Water samples were collected in triplicate, in 1 L acid washed (10%HCL) HDPE bottles from six points located throughout the system (Figure 3.2). During the first 83 days, samples were collected once weekly and analyzed for total ammonia nitrogen (TAN), nitrite (NO2-), total nitrogen (TN), total phosphorous (TP), chemical oxygen demand (COD), total suspended solids (TSS), and volatile suspended solids (VSS). Nitrate (NO3-) was analyzed twice weekly during this period. Beginning on day 118, sampling was reduced to twice monthly, for a total of six samples. At this point the biofilter was established and large variations in water quality were not expected. On day 188 sampling frequency was reduced to once monthly, for a total of three samples.

3.3.5 Analytical Methods

All water quality tests were adapted for use with saline water. Standard curves were made with a background salinity concentration of 15 ppt or 1.5 ppt depending on the chloride

interference levels of the test. TAN was analyzed based on the method outlined in Bower and Holm-Hansen (1980) (method detection limit (MDL), 0.04 mg/L TAN); NO2- was analyzed using a combination of Standard Methods 4500-N B and Strickland and Parsons (1972) (MDL, 0.01 mg/L NO2--N); NO3- was analyzed based on Zhang and Fischer (2006) (MDL, 0.15 mg/L NO3--N); TN was analyzed based on a persulfate digestion in Standard Methods 4500-N C (MDL, 1.3 mg/L TN), TP was analyzed based on Standard Methods 4500-P B (MDL, 0.33 mg/L TP); COD was analyzed with Standard Methods 5220 D, an additional 0.5 g of mercury sulfate was added to sample vials to eliminate chloride interference (MDL, 3.1 mg/L COD); TSS and VSS were analyzed based on Standard Methods 2540 D & E. Total iron was measured once, on a grab sample collected from the fish tanks. The method was based on Standard Methods 3500-Fe B. No MDL was determined for this test, although the method suggested a MDL of 0.02 mg/L Fe. The off-flavor compounds geosmin and 2-methylisoborneol (MIB) were measured once, on the same grab samples collected to analyze Fe. Measurements were completed as described in Pettit et al. (2014).

Dried plant samples were finely ground with a burr grinder then analyzed for TN and TP.

TN was analyzed on a TN 3000 Total Nitrogen Analyzer (Thermo Scientific, MA). The NIST standard reference material apple leaves (SRM #1515) were used to create the calibration line and peach leaves (SRM #1547) were used as an accuracy check.
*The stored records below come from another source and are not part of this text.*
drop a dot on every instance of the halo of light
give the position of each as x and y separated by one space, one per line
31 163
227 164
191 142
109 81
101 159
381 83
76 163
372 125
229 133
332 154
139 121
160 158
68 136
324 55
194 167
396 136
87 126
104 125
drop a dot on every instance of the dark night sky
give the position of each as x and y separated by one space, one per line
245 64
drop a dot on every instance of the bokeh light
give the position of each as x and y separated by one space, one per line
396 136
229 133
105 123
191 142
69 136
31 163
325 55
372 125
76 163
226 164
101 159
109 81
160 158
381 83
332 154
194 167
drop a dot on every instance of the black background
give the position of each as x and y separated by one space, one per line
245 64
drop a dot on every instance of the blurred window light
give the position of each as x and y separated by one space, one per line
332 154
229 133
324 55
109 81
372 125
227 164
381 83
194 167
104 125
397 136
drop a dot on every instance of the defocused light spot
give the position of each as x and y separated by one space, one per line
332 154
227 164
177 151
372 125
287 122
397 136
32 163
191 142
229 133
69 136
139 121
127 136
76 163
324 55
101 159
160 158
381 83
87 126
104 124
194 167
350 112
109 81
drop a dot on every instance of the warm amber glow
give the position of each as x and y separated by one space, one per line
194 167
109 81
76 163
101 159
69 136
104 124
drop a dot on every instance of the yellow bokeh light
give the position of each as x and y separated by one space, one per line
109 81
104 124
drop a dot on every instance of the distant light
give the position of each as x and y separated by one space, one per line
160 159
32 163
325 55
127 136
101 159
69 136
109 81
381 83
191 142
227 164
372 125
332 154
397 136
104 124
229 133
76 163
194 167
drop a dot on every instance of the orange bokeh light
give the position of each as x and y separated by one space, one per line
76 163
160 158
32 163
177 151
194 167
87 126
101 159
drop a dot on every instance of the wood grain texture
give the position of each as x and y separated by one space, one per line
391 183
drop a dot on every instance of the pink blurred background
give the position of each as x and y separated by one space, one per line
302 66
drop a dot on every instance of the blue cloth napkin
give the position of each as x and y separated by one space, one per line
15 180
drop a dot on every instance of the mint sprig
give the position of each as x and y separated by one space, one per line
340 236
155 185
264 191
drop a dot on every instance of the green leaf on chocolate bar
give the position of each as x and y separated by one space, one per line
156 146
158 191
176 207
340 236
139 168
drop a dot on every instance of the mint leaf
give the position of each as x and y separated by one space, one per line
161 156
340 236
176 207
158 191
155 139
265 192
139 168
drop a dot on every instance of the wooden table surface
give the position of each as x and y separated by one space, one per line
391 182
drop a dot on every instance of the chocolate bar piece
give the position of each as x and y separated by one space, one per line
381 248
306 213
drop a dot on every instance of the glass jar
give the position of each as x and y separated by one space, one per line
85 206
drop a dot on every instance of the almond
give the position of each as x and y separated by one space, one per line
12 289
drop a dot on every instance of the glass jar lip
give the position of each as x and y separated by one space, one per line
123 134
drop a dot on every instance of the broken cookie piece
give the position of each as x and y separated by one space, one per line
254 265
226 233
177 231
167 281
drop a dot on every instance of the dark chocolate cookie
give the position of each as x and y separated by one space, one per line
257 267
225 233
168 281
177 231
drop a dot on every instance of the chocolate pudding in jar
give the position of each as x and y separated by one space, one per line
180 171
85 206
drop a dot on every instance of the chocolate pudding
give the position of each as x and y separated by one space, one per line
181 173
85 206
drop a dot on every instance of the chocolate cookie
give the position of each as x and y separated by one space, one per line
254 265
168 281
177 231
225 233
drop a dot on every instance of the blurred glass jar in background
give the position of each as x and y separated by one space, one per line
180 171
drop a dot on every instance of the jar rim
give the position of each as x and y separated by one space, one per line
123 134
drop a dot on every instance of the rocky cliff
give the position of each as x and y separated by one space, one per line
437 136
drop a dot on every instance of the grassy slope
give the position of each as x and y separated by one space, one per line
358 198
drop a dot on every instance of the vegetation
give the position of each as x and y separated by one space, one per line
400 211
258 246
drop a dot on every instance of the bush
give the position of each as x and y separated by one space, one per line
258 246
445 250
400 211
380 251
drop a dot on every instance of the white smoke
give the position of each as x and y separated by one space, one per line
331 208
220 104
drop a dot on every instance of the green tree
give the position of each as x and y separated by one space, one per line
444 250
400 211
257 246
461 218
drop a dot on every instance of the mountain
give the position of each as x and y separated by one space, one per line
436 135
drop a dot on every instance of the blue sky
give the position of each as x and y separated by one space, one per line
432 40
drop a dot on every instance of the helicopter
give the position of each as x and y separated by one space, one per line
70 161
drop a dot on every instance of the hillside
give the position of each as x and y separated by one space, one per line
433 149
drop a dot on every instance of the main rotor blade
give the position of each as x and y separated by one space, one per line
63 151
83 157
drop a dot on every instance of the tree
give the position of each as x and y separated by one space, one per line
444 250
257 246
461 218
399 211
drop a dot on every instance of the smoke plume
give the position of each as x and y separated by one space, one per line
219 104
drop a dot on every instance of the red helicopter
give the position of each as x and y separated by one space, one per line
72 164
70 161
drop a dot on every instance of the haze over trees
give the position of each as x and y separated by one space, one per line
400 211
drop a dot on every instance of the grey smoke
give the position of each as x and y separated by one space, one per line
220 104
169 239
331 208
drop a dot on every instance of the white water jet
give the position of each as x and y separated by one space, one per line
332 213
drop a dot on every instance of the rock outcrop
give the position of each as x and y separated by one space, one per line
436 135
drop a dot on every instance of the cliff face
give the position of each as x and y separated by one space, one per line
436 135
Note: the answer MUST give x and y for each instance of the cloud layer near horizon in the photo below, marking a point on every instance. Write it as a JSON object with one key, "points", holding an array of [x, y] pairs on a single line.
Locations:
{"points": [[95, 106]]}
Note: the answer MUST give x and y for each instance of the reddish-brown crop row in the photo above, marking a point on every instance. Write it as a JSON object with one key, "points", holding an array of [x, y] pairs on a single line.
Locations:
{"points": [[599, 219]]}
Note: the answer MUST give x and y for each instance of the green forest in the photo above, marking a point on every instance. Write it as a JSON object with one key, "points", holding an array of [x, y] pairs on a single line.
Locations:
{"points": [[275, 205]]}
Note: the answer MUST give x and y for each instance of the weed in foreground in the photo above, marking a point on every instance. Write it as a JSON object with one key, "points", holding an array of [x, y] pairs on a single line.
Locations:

TP was analyzed using a persulfate digestion (Standard Methods 4500-P J) and an ascorbic acid colorimetric

determination (Standard Methods 4500-P E). A standard solution of potassium phosphate was used for the calibration line and apple leaves (SRM #1515) were used as an accuracy check.

3.3.6 Statistical Methods

Water quality data were presented as the mean of three replicate samples ± the standard deviation. Statistical analyses were completed with Minitab 16 Statistical Software (State College, PA) where ρ < 0.05 was considered significant for all analyses. Influent and effluent to system components such as the hydroponic plant beds were evaluated with paired t-tests. If necessary data was log transformed to meet assumptions for normality.